Let us suppose we want to design a sample survey with \(k\) \(Z\) target variables, each one of them correlated to one or more of the available \(Y\) frame variables.
When frame units are georeferenced or geocoded, the presence of spatial auto-correlation can be investigated. This can be done by executing for instance the Moran test on the target variables: if the null hypothesis is rejected (i.e. the hypothesis of the presence of spatial auto-correlation is accepted) then we should take into account also this variance component.
As indicated by deGruijter et al. (2016) and deGruijter, Wheeler, and Malone (2019), in case \(Z\) is the target variable, omitting as negligible the fpc factor, the sampling variance of its estimated mean is:
\[\begin{equation} \label{eq1} V(\hat{\bar{Z}}) = \sum_{h=1}^{H}(N_{h}/N)^{2} S_{h}^{2}/n_{h} \end{equation}\]

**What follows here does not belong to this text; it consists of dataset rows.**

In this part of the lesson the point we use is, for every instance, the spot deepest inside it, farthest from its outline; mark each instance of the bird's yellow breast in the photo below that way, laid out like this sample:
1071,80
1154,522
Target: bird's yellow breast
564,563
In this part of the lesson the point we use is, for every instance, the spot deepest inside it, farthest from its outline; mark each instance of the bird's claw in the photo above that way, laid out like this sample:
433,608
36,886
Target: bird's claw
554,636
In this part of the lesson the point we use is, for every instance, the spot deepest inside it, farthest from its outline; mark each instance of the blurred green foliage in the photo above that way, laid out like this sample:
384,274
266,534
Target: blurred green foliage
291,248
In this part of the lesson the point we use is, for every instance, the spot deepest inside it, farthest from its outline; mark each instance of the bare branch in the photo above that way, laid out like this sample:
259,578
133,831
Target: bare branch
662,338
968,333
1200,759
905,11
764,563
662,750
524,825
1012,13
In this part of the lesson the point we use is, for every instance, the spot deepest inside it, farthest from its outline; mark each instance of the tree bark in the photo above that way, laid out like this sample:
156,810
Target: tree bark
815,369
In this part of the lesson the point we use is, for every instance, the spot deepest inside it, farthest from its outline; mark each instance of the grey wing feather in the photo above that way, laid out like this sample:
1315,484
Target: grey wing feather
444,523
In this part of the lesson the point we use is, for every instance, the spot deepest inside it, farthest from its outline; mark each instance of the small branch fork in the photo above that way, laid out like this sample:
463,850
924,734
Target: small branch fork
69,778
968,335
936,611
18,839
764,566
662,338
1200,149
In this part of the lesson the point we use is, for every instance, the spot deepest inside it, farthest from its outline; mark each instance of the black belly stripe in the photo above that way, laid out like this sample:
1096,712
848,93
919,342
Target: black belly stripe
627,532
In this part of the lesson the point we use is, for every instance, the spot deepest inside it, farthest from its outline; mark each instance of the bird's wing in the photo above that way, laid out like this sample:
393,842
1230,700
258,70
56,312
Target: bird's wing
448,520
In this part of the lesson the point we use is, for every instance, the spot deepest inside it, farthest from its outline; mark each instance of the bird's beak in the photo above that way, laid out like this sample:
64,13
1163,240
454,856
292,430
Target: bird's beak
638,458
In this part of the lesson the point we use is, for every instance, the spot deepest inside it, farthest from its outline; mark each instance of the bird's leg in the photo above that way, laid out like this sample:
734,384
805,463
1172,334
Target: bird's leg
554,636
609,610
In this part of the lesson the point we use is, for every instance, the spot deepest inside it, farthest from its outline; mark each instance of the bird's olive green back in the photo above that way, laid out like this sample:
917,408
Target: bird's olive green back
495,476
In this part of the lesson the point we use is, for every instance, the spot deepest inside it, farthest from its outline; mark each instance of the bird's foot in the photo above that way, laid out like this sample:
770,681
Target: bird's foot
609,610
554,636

We can write the variance in each stratum \(h\) as:
\[\begin{equation} \label{eq2} S_{h}^{2} = \dfrac{1}{N_{h}^{2}} \sum_{i=1}^{N_{h-1}}\sum_{j=i+1}^{N_{h}}(z_{i}-z_{j})^{2} \end{equation}\]
The optimal determination of strata is obtained by minimizing the quantity \(O\):
\[\begin{equation} \label{eq3} O = \sum_{h=1}^{H} \dfrac{1}{N_{h}^{2}} \{ \sum_{i=1}^{N_{h-1}} \sum_{j=i+1}^{N_{h}} (z_{i}-z_{j})^{2}\}^{1/2} \end{equation}\]
Obviously, values \(z\) are not known, but only their predictions, obtained by means of a regression model. So, in Equation we can substitute \((z_{i}-z_{j})^{2}\) with
\[\begin{equation} \label{eq5} D_{ij}^{2} = \dfrac{(\tilde{z}_{i}-\tilde{z}_{j})^{2}}{R^{2}} + V(e_{i}) + V(e_{j}) - 2Cov(e_{i},e_{j}) \end{equation}\]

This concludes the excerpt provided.